Tamang Mohetla runs a restaurant on the popular Vilakazi Street. He says nearly half the black South Africans who come here live in rich suburbs in Johannesburg that used to be all white.

TAMANG MOHETLA: They grew up in Soweto, but they still have relatives, they still have very strong roots in Soweto. Often, then, their idea of relaxing, unwinding is coming back to Soweto, where they grew up. So, Soweto — that Soweto Gold beer, I think, would be appeal to them, definitely.

Themba Vundla takes a more discerning view, saying, he won't drink it just because Madlala is black.

THEMBA VUNDLA: I'm not going to drink because it's been brewed by a black person. If it is good, I will drink it.

MARTIN SEEMUNGAL: Soweto Gold isn't available yet on Vilakazi Street. Madlala is working on contracts that will clear the way for distribution.

Ironically, you can buy Soweto Gold outside Soweto.

This public is in a wealthy area of northern Johannesburg. Most of the people that come here are white. And one of the most popular beers sold here is Soweto Gold.

WARWICK KITTEL, South Africa: I would say there is a lot more intrigue. I would say there is a lot more intrigue about it. People would like to see what is going on, how this whole change in South Africa has brought upon different things. Oh, let's give it a try. It's local. It's right around the corner. Let's see what it is. Let's see what — what the Soweto brewery can produce.

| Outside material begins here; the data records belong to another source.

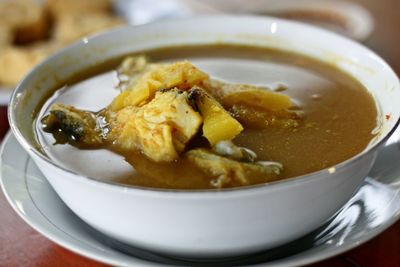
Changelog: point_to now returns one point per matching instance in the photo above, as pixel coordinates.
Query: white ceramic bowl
(210, 223)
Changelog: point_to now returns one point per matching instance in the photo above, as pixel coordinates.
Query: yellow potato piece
(259, 98)
(218, 124)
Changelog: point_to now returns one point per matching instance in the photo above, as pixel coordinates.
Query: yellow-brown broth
(339, 118)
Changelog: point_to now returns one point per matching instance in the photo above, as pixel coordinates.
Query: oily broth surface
(340, 115)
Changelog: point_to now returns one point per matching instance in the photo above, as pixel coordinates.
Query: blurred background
(31, 30)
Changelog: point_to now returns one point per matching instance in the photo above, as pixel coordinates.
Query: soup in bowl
(207, 137)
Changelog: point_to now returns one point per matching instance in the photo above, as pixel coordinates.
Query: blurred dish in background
(344, 17)
(32, 30)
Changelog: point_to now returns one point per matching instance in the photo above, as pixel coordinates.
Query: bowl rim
(270, 185)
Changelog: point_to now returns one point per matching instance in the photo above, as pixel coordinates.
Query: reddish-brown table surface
(20, 245)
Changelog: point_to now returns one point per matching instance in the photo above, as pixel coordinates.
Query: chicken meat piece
(71, 125)
(160, 129)
(227, 171)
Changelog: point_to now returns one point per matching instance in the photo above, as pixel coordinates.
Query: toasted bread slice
(60, 8)
(16, 62)
(72, 27)
(27, 19)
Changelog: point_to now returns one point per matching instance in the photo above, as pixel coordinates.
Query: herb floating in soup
(181, 129)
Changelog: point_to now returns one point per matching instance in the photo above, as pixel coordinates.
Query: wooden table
(22, 246)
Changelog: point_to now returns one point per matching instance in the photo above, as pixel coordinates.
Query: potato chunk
(218, 124)
(259, 98)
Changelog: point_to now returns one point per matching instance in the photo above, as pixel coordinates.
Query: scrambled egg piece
(160, 129)
(182, 75)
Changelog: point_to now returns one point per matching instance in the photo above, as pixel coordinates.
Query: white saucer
(373, 209)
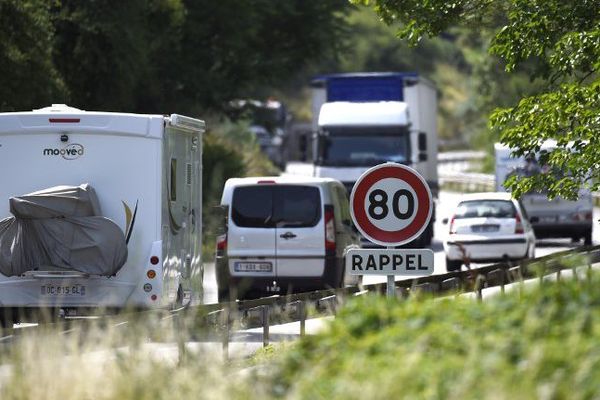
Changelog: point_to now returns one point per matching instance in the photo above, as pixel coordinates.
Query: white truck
(549, 218)
(364, 119)
(98, 210)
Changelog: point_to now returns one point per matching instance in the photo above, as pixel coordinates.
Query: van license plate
(547, 220)
(63, 290)
(253, 267)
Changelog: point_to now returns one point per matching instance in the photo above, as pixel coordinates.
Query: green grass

LUCY CORNE: Soweto has this kind of larger-than-life reputation. And then people see the name and they think, wow, that's really awesome that this has come out of Soweto. I want to try this beer. I want to drink this beer.

ALBERT FAYARD: This is a great beer.

MARTIN SEEMUNGAL: Albert Fayard is drinking Soweto Gold for the first time.

ALBERT FAYARD: We have come a long way in South Africa. And for a black guy to go and have a brewery in Soweto and brew a quality beer like this, it just shows where we have come from. We have come a long, long way. And this is the new member nation. We are all proud. We love it. This country has got such a great future.

MARTIN SEEMUNGAL: Soweto Gold is the first beer of its kind, but it is not expected to be the last. It is a sign of South Africa's changing times, moving forward, away from the memories of its racialized past, creating new ones every day.